Il s'agit, en fait, d'une pédagogie destinée à
rendre concrets aux yeux des simples fidèles des concepts philosophiques,
difficiles à expliquer, sur le fonctionnement de l'esprit. Cette
mise en scène de figures attirantes ou effrayantes est peu différente
des statues et peintures utilisées dans les églises du
Moyen Age en Europe. Statues et peintures de déités peuplent
ainsi les temples et les lieux sacrés tibétains, notamment
les thangka, peintures sur tissus, devenues
aujourd'hui "objets d'art".
Cette voie tibétaine, complexe et exigeante, est finalement réservée
à une élite de moines et de pratiquants disponibles et
motivés, même si des formes plus simples et plus populaires
restent à la disposition des fidèles ordinaires. On devra
quand même nuancer l'identification, faite couramment, et en partie
justifiée, entre le bouddhisme tibétain et le bouddhisme
tantrique. Le rôle que jouent les tantra
dans la tradition tibétaine varie beaucoup d'une école
à l'autre. Certains lamas ne deviennent jamais des adeptes tantriques.
D'autres, au contraire, y sont initiés très tôt.
"Il est cependant vrai de dire que tous les lamas tibétains,
ainsi que la plupart des laïcs, suivent effectivement un certain
degré de pratique tantrique, même si cela ne dépasse
pas la visualisation attachée au mantra
Om Mani Padme Hum" (John
Blofeld). Ce mantra célèbre est associé au
bodhisattva de la Compassion, Avalokitesvara,
appelé en tibétain Chenrezi,
devenu la déité principale du bouddhisme populaire tibétain.
Les principales écoles tibétaines représentées
en Occident reculent souvent le moment de la pratique d'un yidam,
considérant que l'acquisition des fondamentaux et le recours
à des méthodes de pacification de l'esprit (comme la méditation
assise silencieuse) est un préalable indispensable. Viennent
alors, conformément à la tradition tibétaine, les
"pratiques préliminaires", au nombre de cinq, faites
de récitations, prières, visualisations et exercices physiques,
répétées 100 000 fois chacune, et qui constituent
une véritable mise à l'épreuve de la volonté
du postulant. Dans tous les cas, il est impossible de s'engager dans
la voie sans être accepté et guidé par un Maître,
simple enseignant ou personnalité de haut niveau, avec lequel
un contact physique a été établi et répété,
et dont les instructions sont cruciales.

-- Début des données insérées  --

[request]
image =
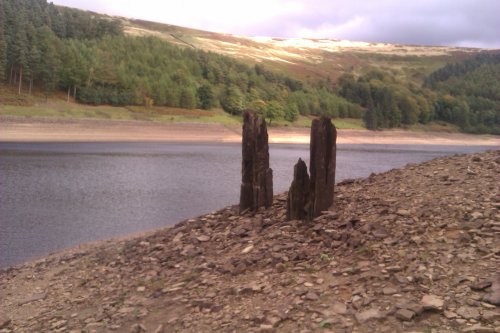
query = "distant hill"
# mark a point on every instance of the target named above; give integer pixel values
(309, 59)
(100, 59)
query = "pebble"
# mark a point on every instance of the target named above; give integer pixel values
(432, 302)
(367, 315)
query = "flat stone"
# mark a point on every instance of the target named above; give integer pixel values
(203, 238)
(479, 329)
(312, 296)
(432, 302)
(404, 314)
(4, 321)
(33, 298)
(389, 291)
(492, 298)
(450, 314)
(491, 315)
(339, 308)
(468, 312)
(247, 249)
(480, 285)
(367, 315)
(403, 212)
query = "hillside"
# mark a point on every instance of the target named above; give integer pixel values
(101, 60)
(309, 59)
(409, 250)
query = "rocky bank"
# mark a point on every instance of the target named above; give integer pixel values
(411, 250)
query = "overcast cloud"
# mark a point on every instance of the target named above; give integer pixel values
(474, 23)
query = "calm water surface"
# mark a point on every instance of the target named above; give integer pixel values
(57, 195)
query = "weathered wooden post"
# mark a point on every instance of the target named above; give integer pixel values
(257, 177)
(298, 195)
(323, 150)
(308, 197)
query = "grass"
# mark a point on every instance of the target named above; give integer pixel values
(58, 108)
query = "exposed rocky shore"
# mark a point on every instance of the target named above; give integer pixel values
(411, 250)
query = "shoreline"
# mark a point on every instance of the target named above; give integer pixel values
(20, 129)
(381, 261)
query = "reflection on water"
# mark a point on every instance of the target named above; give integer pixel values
(57, 195)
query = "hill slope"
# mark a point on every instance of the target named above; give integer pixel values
(311, 59)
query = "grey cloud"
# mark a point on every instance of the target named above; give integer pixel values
(446, 22)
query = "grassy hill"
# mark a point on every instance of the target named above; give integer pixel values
(97, 59)
(310, 59)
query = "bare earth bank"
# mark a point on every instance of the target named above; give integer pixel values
(410, 250)
(38, 130)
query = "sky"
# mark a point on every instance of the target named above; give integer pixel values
(471, 23)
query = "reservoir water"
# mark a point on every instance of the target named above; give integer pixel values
(59, 195)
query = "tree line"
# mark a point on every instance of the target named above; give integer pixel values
(465, 93)
(88, 56)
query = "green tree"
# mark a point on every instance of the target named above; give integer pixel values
(50, 62)
(291, 112)
(274, 111)
(187, 98)
(370, 118)
(232, 101)
(3, 44)
(206, 97)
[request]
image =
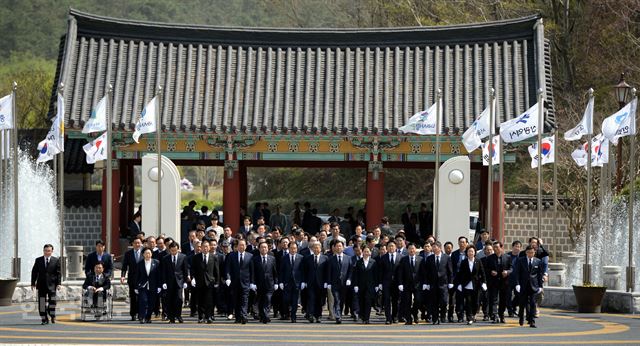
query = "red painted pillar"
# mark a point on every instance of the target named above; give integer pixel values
(375, 198)
(231, 195)
(115, 211)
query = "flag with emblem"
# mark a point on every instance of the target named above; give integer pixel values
(6, 112)
(547, 152)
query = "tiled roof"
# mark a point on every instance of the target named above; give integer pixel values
(258, 80)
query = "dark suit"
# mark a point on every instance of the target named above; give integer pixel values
(498, 285)
(291, 276)
(390, 293)
(367, 279)
(129, 270)
(314, 277)
(439, 276)
(174, 276)
(338, 273)
(102, 281)
(207, 276)
(92, 260)
(147, 286)
(241, 276)
(46, 278)
(266, 277)
(529, 277)
(474, 276)
(411, 277)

Ainsi le bouddhisme tibétain
se présente-t-il comme une voie initiatique et hiérarchisée
à plusieurs niveaux, même si l'Eveil n'est pas, pour autant,
présenté comme le résultat d'un parcours "académique"
nécessaire.
Le secret qui entoure une partie de ces pratiques tantriques, sans parler
du symbolisme sexuel employé dans les textes et l'iconographie
tantriques (bouddhistes ou, surtout, hindouistes) a conduit à
des malentendus sur la nature exacte de cette voie, parfois considérée
comme une sorte de magie occulte. "Le secret empêche le mauvais
usage de forces mentales puissantes qu'il serait dangereux d'employer
sans être expertement guidé", écrit John Blofeld.
Ainsi, le bouddhisme tibétain se présente-t-il enfin comme
une discipline visant à la maîtrise et à la manipulation
d'un certain nombre de forces mentales, dont la connaissance est précisément
transmise par des lignées d'enseignants autorisés.

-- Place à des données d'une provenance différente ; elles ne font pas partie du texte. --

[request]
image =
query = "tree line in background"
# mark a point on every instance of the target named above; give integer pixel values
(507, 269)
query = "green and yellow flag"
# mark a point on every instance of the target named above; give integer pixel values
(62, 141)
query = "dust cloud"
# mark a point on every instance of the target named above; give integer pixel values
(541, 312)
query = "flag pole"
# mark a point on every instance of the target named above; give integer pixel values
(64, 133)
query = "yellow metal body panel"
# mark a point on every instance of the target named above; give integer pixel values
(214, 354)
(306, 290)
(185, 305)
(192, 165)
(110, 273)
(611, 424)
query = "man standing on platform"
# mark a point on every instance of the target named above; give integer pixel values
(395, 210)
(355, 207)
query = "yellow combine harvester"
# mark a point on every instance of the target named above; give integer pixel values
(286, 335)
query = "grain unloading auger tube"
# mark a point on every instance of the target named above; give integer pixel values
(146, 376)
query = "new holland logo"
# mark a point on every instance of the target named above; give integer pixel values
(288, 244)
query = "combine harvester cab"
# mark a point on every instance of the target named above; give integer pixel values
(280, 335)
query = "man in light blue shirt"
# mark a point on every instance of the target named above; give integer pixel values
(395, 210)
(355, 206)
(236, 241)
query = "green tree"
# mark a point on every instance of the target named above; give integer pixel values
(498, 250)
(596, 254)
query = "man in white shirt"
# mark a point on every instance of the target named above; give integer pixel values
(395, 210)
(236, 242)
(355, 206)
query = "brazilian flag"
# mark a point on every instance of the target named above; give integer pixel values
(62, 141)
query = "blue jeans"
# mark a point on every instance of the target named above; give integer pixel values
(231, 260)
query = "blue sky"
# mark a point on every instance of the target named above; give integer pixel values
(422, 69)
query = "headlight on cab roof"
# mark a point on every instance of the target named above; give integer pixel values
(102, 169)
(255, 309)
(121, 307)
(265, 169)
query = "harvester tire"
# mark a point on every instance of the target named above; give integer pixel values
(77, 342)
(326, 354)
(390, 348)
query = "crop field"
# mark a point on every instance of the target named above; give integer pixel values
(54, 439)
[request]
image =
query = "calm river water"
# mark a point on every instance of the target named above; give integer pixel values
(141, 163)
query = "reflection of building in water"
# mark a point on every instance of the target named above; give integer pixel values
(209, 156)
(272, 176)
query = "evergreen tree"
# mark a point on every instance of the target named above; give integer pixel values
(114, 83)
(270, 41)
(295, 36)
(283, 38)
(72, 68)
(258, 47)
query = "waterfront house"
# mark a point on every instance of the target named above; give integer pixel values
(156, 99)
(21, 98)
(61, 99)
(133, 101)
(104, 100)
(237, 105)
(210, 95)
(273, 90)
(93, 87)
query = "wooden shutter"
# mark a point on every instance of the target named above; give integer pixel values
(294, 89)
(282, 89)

Par ses représentations spectaculaires et ses pratiques cachées
ou réservées, par son usage, unique dans le bouddhisme,
de la théorie des tulku (personnes
reconnues par l'institution religieuse comme des incarnations d'êtres
spirituellement "réalisés" de générations
antérieures), par son recours à des exercices psycho-physiques
purificateurs qui sont réputés déboucher sur des
pouvoirs supra-normaux (même si la recherche de ceux-ci est loin
d'être recommandée), le bouddhisme tibétain est
entouré d'une aura de "merveilleux" et de "magie"
qui ne nuit pas à son prestige, parfois exotique, en Occident.